Can you provide a minimal reproducer? The following runs for me:

import torch
import transformer_engine.pytorch as te

# Options
batch_size = 128
hidden_size = 128
dtype = torch.float32
device = torch.device("cuda")

# TE module
layer = te.RMSNorm(hidden_size, params_dtype=dtype, device=device)

# Synthetic data
x = torch.randn([batch_size, hidden_size], dtype=dtype, device=device, requires_grad=True)

# Forward and backward pass
y = layer(x)
y.sum().backward()

timmoon10 avatar Jun 17 '24 20:06 timmoon10

Can you provide a minimal reproducer?

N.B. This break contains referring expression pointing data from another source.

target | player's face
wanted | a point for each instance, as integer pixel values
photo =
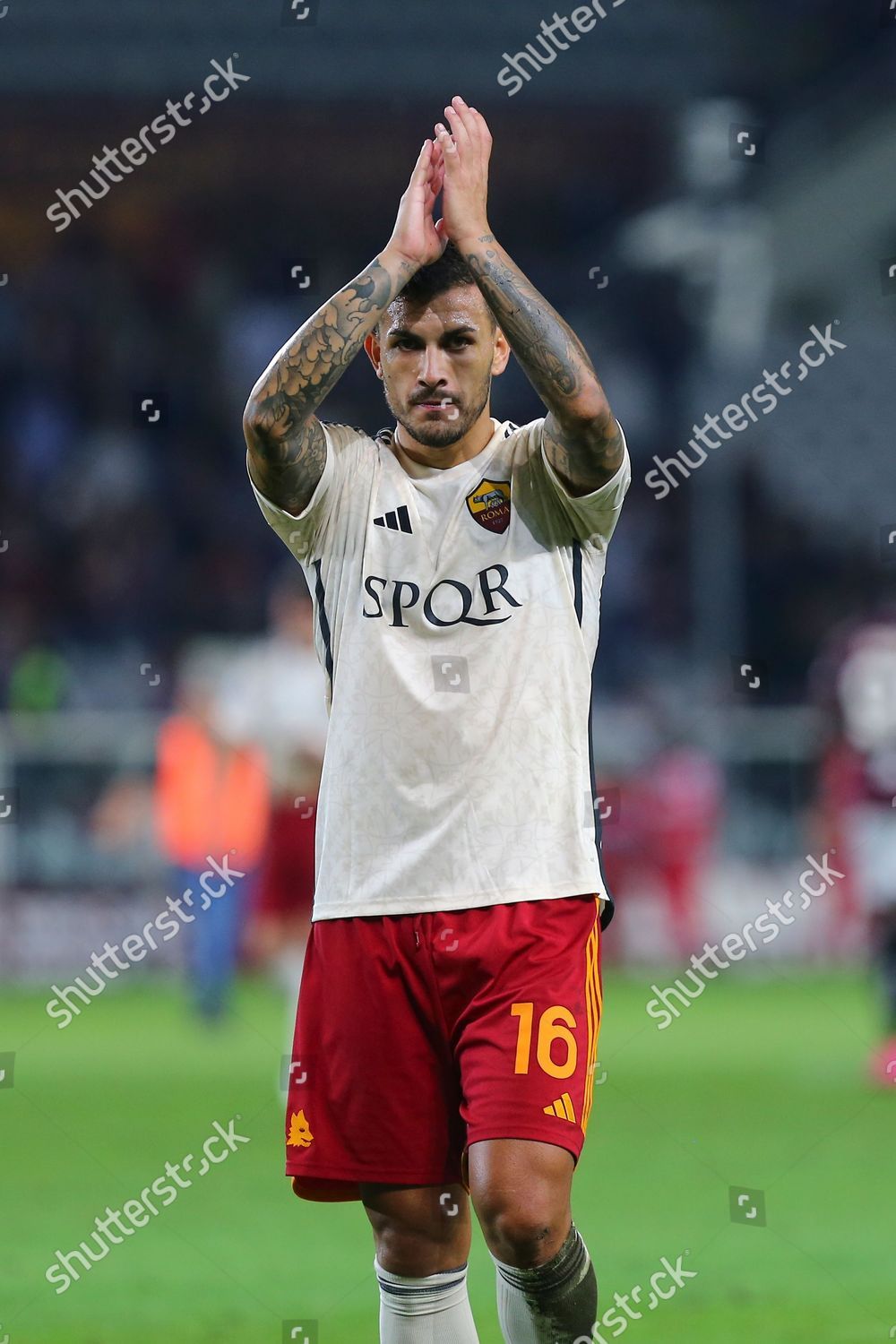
(437, 365)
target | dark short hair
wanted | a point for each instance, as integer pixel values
(449, 271)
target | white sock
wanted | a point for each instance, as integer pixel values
(425, 1311)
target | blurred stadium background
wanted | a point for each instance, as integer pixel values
(694, 185)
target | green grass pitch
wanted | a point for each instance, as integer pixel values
(759, 1085)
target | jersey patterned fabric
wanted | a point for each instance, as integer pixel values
(457, 620)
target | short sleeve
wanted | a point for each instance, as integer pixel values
(308, 534)
(592, 516)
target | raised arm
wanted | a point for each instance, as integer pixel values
(582, 438)
(284, 437)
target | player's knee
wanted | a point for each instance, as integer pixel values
(419, 1238)
(521, 1234)
(417, 1253)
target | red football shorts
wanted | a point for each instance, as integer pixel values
(418, 1035)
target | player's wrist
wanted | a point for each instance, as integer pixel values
(398, 263)
(469, 239)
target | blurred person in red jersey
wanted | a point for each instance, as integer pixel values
(856, 682)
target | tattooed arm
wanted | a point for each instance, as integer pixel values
(285, 441)
(582, 440)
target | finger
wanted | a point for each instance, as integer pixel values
(482, 124)
(446, 142)
(458, 128)
(422, 166)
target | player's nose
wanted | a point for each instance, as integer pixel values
(433, 367)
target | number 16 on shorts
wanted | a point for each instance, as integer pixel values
(555, 1024)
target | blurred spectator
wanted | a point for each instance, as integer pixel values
(211, 804)
(274, 696)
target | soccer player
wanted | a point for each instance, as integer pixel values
(447, 1021)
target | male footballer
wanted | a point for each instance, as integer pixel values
(447, 1021)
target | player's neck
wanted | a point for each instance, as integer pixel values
(473, 443)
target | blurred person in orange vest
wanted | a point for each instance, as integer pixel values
(211, 812)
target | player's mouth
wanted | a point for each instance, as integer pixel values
(444, 403)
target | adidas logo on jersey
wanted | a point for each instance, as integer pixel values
(562, 1109)
(398, 521)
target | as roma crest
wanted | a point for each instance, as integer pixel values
(489, 504)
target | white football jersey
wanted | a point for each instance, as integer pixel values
(455, 621)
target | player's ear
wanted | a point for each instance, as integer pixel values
(501, 352)
(373, 347)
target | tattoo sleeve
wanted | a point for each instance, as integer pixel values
(582, 440)
(285, 441)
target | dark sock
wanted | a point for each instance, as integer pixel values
(554, 1303)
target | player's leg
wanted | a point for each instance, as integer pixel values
(422, 1238)
(546, 1282)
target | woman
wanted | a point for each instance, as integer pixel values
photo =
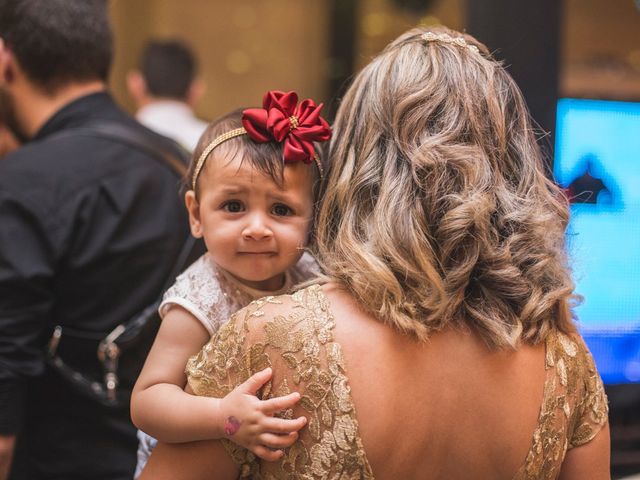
(442, 344)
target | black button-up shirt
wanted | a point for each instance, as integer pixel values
(89, 231)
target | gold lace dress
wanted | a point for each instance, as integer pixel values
(299, 346)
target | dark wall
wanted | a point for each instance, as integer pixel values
(525, 35)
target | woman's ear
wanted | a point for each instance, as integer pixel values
(193, 207)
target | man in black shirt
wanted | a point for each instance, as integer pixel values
(89, 230)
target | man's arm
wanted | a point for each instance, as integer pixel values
(6, 455)
(26, 300)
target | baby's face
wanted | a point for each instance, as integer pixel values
(253, 229)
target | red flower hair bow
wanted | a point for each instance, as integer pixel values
(282, 119)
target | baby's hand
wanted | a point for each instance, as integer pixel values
(250, 423)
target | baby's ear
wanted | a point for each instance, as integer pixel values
(193, 207)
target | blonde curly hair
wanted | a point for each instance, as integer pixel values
(436, 208)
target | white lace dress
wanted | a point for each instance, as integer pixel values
(212, 295)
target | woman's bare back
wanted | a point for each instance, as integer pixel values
(381, 405)
(442, 409)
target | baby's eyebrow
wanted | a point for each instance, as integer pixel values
(232, 190)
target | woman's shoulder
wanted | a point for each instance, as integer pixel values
(270, 319)
(578, 383)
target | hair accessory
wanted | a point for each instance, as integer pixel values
(281, 120)
(446, 38)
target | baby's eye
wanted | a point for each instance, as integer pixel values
(233, 206)
(281, 210)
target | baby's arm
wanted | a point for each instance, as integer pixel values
(161, 408)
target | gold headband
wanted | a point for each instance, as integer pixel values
(445, 38)
(223, 138)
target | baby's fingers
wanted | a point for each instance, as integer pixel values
(266, 454)
(283, 426)
(275, 405)
(270, 440)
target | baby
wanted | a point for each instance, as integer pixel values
(252, 197)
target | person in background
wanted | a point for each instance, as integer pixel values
(442, 345)
(165, 89)
(8, 140)
(90, 229)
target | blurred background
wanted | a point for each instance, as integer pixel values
(577, 62)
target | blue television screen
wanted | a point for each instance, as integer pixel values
(597, 161)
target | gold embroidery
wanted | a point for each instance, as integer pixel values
(300, 346)
(302, 343)
(573, 411)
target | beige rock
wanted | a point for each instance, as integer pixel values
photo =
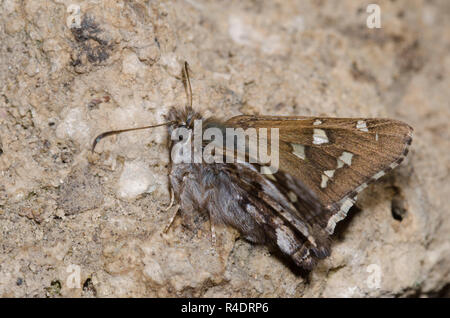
(69, 71)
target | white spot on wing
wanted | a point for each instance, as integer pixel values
(329, 173)
(361, 125)
(320, 137)
(378, 175)
(286, 240)
(268, 173)
(346, 158)
(292, 196)
(342, 213)
(299, 151)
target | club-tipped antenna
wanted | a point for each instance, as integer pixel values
(187, 83)
(116, 132)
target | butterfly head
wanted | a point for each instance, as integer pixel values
(182, 118)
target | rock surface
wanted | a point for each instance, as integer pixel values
(75, 224)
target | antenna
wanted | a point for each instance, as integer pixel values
(116, 132)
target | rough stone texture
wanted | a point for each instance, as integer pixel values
(68, 73)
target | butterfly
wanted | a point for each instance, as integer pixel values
(323, 163)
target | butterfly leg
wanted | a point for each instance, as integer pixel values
(172, 200)
(213, 235)
(172, 219)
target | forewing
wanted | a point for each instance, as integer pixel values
(335, 157)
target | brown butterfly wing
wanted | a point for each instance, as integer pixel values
(335, 157)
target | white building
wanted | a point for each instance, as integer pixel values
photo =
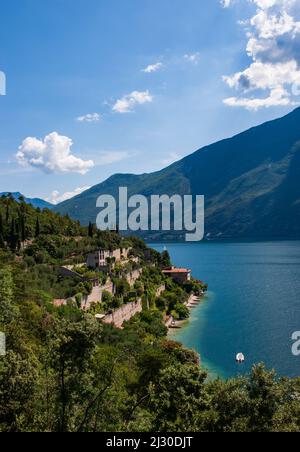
(100, 258)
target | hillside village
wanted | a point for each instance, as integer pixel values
(86, 314)
(122, 262)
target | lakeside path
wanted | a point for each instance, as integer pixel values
(192, 302)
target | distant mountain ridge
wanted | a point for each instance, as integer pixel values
(250, 182)
(35, 202)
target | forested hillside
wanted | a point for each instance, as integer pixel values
(64, 371)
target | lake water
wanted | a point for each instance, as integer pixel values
(252, 305)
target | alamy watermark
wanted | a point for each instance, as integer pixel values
(2, 84)
(2, 344)
(153, 213)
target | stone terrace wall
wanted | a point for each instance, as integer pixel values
(123, 314)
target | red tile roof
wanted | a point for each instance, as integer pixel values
(176, 270)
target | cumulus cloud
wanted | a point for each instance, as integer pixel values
(152, 68)
(110, 157)
(192, 57)
(52, 155)
(171, 158)
(274, 46)
(127, 103)
(57, 198)
(226, 3)
(90, 117)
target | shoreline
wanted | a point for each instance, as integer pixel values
(192, 302)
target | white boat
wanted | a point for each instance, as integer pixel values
(240, 358)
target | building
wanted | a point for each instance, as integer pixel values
(100, 258)
(179, 275)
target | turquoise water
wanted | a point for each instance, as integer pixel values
(252, 305)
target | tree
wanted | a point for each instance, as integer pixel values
(178, 398)
(37, 227)
(165, 260)
(2, 244)
(91, 230)
(7, 309)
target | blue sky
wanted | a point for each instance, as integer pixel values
(149, 73)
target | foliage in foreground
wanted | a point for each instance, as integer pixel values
(66, 372)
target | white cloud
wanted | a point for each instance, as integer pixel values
(52, 155)
(57, 198)
(171, 158)
(110, 157)
(192, 57)
(277, 97)
(226, 3)
(90, 117)
(274, 47)
(153, 68)
(127, 103)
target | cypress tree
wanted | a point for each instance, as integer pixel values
(91, 230)
(1, 232)
(37, 227)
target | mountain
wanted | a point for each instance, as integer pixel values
(250, 182)
(35, 202)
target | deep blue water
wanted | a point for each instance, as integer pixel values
(252, 305)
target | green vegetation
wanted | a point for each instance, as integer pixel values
(66, 372)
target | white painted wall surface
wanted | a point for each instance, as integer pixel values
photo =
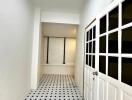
(16, 32)
(59, 30)
(60, 17)
(58, 69)
(89, 12)
(56, 50)
(35, 68)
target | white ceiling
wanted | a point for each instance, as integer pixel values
(71, 6)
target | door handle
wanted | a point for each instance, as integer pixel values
(95, 73)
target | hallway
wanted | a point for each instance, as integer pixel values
(55, 87)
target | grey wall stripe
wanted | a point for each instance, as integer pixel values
(64, 54)
(47, 50)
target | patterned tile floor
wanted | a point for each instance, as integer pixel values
(55, 87)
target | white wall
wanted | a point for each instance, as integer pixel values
(60, 17)
(89, 12)
(55, 56)
(16, 28)
(35, 68)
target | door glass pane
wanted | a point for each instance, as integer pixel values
(87, 48)
(90, 47)
(103, 25)
(86, 59)
(94, 32)
(127, 70)
(93, 46)
(89, 60)
(113, 67)
(127, 40)
(93, 62)
(102, 44)
(113, 43)
(113, 19)
(87, 36)
(90, 34)
(127, 12)
(102, 64)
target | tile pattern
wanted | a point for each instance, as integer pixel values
(55, 87)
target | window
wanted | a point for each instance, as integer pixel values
(127, 40)
(126, 12)
(86, 59)
(94, 32)
(102, 64)
(103, 25)
(102, 44)
(127, 70)
(90, 47)
(113, 19)
(93, 61)
(113, 43)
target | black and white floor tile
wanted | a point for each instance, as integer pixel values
(55, 87)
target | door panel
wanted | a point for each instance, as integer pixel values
(113, 54)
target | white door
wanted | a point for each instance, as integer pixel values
(113, 56)
(90, 77)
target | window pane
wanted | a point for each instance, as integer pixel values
(102, 44)
(93, 46)
(113, 67)
(93, 62)
(113, 42)
(127, 40)
(94, 32)
(127, 12)
(86, 59)
(89, 60)
(90, 47)
(103, 25)
(113, 19)
(127, 70)
(102, 64)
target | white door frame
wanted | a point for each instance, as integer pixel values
(109, 88)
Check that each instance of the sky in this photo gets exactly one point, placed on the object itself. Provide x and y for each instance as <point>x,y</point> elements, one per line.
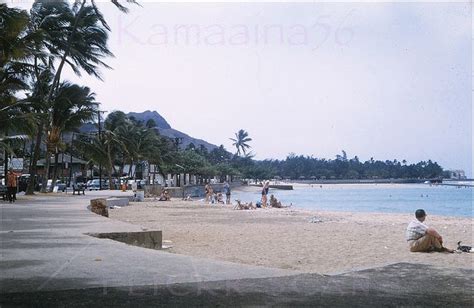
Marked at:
<point>379,79</point>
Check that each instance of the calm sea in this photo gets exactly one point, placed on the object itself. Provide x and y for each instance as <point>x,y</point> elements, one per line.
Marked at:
<point>437,200</point>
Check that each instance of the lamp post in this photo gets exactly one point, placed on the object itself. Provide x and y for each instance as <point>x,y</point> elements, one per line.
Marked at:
<point>70,160</point>
<point>100,139</point>
<point>184,186</point>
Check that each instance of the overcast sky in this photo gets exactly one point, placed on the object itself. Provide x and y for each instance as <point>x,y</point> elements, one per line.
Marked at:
<point>383,80</point>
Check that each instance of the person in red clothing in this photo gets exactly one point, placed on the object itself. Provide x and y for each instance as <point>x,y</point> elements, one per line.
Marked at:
<point>12,180</point>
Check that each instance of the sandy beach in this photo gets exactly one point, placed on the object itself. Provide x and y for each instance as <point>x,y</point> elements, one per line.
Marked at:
<point>288,239</point>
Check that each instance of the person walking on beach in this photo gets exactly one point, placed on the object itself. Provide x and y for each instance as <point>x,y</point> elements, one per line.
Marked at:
<point>209,191</point>
<point>422,238</point>
<point>11,185</point>
<point>265,193</point>
<point>227,192</point>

The following runs for me:

import torch
import transformer_engine.pytorch as te

# Options
batch_size = 128
hidden_size = 128
dtype = torch.float32
device = torch.device("cuda")

# TE module
layer = te.RMSNorm(hidden_size, params_dtype=dtype, device=device)

# Synthetic data
x = torch.randn([batch_size, hidden_size], dtype=dtype, device=device, requires_grad=True)

# Forward and backward pass
y = layer(x)
y.sum().backward()

Hey! This appeared when I tried to use Fp8Tensor. I'll try to write a minimal example, but this could be rather hard

alexdremov avatar Jul 02 '24 08:07 alexdremov

Most of our kernels don't handle Float8Tensor directly. Also, our RMSNorm kernel doesn't support FP8 input at the moment, just FP8 output. As a quick fix, you could manually cast your Float8Tensor to higher precision with:

x = Float8Tensor(...)
y = layer(x.from_float8())

timmoon10 avatar Jul 03 '24 23:07 timmoon10